Yochem graduated from college in 1947 with a degree in cultural anthropology and later joined the Harte-Hanks publishing group. She loved birding, and when McCracken stepped down, she stepped up.

“When I started, it was fun; I loved it. It was already getting to be more than little old ladies in tennis shoes to be a birder. It was getting to be in style to be a birder.”

What’s kept her going all these years?

“I really like birds. They’re interesting. They’re active. And we have a lot of them here. We have several seasons, birds that migrate through and shorebirds and land birds. And the people are nice. Birders are lovely people.”

On this particular April morning in Blucher Park, there are plenty of both: birds and people. And the show is phenomenal. I didn’t realize it at the time, but my Corpus trip had landed me smack in the middle of a record “fallout,” which occurs when birds migrating across the Gulf of Mexico encounter a north wind blowing against them and “fall out” of the sky, exhausted, to refuel on the Texas coast.

Two days earlier, we would later learn, a Cornell University team doing a Big Day in Texas broke the North American record for the most bird species seen in a single day — they identified 294 species in 24 hours.

But that morning we just knew we were seeing a delightful variety of colorful birds, many of them migrants seen only when passing through: a painted bunting, the bird that got me started birding, with all the colors of the rainbow, and five catbirds — count ’em, five — all in one bush at the same time.

gray catbird

Gray catbird

“I like catbirds,” Yochem says, then points elsewhere. “There goes the Chuck-will’s-widow.” We (actually they, the good birders) had been hearing this bird for some time. They also see a brown thrasher, and I get up to spot it, a brownish bird with striated speckles and stripes, hopping along the ground. The thrasher’s name is believed to come from the sound it makes digging through leaves and debris for food, or from the sound it makes while smashing insects to eat.

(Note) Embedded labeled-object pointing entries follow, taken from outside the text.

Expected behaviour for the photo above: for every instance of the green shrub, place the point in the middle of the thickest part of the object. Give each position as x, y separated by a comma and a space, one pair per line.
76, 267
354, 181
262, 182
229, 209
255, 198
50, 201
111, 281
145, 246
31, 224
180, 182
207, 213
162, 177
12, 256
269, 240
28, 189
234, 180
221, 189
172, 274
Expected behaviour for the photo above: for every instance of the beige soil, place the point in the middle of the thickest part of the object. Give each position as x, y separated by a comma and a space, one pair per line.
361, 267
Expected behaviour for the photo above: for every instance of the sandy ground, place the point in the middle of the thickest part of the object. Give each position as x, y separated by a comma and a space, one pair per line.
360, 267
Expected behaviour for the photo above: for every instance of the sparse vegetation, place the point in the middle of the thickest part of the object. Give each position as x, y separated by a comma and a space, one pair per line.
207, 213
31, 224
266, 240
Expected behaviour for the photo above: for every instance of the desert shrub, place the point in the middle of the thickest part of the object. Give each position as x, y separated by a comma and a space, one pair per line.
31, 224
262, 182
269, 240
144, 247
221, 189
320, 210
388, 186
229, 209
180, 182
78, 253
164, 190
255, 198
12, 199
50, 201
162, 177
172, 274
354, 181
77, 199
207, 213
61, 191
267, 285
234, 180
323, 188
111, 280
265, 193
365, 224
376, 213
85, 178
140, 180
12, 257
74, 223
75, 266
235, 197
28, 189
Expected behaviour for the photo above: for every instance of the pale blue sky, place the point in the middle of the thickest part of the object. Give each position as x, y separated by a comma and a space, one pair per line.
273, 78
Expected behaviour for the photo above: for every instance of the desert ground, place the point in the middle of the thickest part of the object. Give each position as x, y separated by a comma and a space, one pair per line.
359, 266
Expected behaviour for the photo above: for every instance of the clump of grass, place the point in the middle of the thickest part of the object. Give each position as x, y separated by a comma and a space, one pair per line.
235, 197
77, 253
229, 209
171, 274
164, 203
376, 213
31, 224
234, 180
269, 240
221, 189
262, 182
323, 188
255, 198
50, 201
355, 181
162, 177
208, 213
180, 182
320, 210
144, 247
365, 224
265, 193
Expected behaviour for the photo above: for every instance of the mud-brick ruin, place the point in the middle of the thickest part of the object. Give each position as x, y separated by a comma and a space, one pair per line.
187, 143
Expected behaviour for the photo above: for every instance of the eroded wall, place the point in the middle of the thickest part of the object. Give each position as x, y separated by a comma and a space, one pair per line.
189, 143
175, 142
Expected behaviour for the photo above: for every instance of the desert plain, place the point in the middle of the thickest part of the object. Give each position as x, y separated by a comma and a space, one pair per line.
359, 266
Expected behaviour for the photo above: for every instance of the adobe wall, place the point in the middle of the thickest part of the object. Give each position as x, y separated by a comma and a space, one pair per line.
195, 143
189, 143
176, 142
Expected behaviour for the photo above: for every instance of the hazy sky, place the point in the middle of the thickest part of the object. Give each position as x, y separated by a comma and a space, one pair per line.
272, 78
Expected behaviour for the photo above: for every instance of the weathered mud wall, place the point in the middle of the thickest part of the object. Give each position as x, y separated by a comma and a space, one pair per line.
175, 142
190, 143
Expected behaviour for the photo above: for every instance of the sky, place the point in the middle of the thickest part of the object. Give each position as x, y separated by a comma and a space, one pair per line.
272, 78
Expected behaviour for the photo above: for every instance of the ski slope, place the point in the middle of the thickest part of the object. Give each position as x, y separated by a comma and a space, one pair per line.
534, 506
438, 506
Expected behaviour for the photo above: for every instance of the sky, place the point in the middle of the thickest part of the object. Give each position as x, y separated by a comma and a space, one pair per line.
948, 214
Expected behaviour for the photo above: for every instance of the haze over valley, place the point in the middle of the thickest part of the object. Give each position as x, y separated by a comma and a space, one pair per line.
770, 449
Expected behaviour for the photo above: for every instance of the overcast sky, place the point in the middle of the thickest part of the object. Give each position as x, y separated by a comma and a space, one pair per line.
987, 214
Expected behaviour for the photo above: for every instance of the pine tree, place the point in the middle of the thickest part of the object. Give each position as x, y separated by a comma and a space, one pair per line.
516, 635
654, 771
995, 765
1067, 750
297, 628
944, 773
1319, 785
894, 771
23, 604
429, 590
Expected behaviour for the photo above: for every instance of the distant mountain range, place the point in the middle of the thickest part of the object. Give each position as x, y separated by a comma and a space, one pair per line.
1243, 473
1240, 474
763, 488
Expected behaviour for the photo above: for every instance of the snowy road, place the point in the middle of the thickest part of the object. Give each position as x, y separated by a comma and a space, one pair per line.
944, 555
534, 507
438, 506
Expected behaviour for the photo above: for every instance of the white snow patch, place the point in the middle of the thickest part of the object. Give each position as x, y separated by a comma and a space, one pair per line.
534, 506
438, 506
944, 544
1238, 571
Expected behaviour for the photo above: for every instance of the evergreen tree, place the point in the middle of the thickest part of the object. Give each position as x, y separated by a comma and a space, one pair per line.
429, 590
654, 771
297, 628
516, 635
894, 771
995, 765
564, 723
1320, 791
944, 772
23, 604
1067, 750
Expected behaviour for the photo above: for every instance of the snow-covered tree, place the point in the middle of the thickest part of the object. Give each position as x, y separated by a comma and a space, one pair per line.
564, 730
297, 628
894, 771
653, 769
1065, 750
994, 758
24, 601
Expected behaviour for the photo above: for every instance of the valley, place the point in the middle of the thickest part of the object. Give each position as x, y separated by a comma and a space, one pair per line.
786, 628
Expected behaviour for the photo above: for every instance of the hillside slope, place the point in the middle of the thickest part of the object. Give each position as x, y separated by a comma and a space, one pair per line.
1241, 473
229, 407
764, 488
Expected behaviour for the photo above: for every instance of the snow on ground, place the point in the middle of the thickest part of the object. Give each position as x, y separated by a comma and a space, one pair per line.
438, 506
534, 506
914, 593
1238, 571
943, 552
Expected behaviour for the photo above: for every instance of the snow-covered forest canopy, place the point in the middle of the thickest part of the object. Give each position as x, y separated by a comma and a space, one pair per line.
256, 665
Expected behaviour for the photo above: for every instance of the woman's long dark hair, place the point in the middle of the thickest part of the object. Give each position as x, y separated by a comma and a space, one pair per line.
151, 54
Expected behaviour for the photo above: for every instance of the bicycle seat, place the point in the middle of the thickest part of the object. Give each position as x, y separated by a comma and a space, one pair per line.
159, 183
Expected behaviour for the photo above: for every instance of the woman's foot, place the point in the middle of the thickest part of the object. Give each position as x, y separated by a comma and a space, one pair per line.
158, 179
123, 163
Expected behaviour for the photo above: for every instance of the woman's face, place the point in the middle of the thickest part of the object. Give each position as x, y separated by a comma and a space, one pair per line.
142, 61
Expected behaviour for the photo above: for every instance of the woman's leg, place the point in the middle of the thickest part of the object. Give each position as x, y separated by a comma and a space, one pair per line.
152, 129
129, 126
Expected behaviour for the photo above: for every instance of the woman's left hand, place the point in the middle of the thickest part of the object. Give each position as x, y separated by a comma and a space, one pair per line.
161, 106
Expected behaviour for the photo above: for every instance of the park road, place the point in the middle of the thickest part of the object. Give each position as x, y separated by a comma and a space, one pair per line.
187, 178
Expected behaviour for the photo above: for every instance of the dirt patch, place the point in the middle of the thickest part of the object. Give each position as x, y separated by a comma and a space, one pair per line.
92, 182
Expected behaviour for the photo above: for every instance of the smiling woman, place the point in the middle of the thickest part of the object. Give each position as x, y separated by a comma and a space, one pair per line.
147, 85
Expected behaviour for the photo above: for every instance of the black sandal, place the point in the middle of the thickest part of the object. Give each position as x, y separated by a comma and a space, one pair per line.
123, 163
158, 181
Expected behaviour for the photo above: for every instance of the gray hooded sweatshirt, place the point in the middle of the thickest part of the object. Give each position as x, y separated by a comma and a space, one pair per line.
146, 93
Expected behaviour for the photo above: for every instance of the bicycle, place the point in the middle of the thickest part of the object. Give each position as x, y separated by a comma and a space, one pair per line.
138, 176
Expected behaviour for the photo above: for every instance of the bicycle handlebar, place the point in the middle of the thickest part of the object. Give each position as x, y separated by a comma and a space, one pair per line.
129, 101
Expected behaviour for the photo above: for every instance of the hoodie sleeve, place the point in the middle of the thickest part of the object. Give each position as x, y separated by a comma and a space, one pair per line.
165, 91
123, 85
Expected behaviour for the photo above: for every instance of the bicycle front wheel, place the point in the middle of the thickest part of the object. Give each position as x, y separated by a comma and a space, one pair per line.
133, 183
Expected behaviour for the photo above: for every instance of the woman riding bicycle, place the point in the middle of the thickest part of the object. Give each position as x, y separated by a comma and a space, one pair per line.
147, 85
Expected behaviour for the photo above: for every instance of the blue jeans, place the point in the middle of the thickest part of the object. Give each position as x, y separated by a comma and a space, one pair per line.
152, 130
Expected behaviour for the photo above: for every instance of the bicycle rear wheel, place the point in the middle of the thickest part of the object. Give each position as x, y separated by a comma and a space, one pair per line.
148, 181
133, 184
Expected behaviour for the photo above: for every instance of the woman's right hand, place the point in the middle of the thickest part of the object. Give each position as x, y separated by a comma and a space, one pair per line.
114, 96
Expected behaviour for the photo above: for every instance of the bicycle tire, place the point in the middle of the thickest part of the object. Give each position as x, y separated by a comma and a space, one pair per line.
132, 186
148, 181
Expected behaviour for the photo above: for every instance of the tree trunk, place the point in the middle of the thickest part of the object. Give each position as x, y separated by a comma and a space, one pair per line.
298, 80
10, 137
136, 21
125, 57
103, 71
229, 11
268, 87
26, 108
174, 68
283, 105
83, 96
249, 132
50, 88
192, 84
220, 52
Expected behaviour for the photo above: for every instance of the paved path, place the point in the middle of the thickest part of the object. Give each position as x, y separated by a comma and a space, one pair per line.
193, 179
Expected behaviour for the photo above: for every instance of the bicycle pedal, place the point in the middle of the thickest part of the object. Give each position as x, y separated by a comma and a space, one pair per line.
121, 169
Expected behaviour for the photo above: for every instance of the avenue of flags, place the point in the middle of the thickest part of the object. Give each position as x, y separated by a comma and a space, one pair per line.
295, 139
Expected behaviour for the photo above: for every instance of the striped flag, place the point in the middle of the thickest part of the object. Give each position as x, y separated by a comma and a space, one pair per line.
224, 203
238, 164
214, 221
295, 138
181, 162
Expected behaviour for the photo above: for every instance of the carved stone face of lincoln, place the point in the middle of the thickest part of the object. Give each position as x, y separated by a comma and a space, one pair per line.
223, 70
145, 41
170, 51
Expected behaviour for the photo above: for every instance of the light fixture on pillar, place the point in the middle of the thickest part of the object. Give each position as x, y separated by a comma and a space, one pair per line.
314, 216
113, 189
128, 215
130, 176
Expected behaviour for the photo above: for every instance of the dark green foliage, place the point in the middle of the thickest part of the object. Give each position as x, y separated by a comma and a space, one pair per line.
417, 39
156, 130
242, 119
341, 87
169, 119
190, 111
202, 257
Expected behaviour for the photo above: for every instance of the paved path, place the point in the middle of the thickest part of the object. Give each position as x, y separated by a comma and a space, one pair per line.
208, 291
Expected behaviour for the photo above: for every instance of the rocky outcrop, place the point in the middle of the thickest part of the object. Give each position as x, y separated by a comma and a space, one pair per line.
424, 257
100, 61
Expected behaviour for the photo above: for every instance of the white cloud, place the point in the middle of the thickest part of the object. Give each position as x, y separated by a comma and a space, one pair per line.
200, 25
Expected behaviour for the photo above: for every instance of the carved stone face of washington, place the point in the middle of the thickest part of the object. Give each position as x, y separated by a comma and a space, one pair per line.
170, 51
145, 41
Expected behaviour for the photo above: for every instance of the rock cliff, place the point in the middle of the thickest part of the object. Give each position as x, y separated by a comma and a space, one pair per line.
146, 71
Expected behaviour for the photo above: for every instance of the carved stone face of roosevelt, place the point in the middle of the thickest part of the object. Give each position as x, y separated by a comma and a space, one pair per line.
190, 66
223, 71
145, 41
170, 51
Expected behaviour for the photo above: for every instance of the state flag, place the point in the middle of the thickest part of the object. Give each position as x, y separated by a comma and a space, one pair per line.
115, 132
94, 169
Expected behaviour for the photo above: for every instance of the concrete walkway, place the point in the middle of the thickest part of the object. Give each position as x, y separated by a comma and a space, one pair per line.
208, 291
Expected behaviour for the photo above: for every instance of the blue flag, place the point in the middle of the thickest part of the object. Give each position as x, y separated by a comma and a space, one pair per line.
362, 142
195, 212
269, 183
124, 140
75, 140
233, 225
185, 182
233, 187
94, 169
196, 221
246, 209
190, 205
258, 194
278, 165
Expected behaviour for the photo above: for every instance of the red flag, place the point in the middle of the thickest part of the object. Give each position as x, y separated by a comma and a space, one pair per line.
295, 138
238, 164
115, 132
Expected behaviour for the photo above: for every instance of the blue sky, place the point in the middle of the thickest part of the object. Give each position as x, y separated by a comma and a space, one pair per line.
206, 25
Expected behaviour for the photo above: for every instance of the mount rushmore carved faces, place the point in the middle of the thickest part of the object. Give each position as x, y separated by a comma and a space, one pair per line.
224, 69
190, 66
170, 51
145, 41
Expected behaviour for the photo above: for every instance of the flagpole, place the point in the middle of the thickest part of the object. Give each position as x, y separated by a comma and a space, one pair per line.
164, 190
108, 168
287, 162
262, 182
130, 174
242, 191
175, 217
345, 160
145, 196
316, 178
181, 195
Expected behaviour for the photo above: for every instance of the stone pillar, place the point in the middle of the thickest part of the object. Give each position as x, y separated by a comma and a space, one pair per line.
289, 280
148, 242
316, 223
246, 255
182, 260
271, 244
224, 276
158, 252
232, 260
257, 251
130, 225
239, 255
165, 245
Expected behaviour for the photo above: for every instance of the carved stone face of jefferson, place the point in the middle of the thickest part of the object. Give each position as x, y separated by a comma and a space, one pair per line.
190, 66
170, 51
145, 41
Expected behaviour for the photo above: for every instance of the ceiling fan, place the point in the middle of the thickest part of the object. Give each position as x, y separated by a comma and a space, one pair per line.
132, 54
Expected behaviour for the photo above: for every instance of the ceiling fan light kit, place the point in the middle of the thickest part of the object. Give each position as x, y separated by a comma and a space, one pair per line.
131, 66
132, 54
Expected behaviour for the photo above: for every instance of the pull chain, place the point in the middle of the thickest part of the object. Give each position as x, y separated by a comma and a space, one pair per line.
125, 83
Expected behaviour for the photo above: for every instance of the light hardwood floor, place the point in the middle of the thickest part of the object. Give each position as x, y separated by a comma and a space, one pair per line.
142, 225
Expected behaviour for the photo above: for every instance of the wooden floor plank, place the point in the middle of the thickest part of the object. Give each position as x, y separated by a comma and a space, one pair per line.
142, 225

I go back and sit with Yochem and her daughter Madalyn, who took her mother’s arm and helped her walk Blucher’s paths this misty dawn morning. Yochem has settled into a camp chair under the trees. Also along is my dad, DeWitt Harvey, a longtime hunter and birder who introduced me to the outdoors and helped me see that those two pursuits are by no means incompatible.

Another of Yochem’s many old friends, Frank Bachman, sidles up. They hear a great kiskadee, sparking talk about the many changes they’ve seen over the decades.

“There are kiskadees all over town now,” Yochem says, referring to a bird historically confined to the Rio Grande Valley.

“Who would have thought it,” Bachman responds, shaking his head with a smile. Then his mobile phone quacks like a duck (his son-in-law downloaded a bird call ringtone), and he turns away to take the call.

We see a yellow-breasted chat. Like the bunting, it’s a migrant seen here only in spring and fall. The hot birding doesn’t stop at Blucher Park. Later that day at my parents’ home nearby, we saw scores of rose-breasted grosbeaks and indigo buntings around their feeders. To my surprise, I saw a Baltimore oriole muscle a swarm of hummingbirds out of the way and stick its big bill into a hole in the feeder to drink nectar. The Texas fallout of April 2013 was truly a spectacle.

In his May 6 outdoor column the next week, Sikes wrote: “Longtime birder Mel Cooksey, author of A Birder’s Guide to the Texas Coast, said this is the most dramatic migration event in the Coastal Bend since at least the mid-1990s.”

In her column on the same day, Yochem wrote: “I am so excited I can barely write. For almost a week, since the little norther blew in, bringing with it (at my house) 4 inches of rain, we have had an old-fashioned fallout of migrating birds. People have called from all over the area.”

And they will continue to call the “bird lady” of Corpus Christi, old friends and excited young birder fledglings, reporting odd sightings and news of the wild, as long as Phyllis Yochem keeps writing.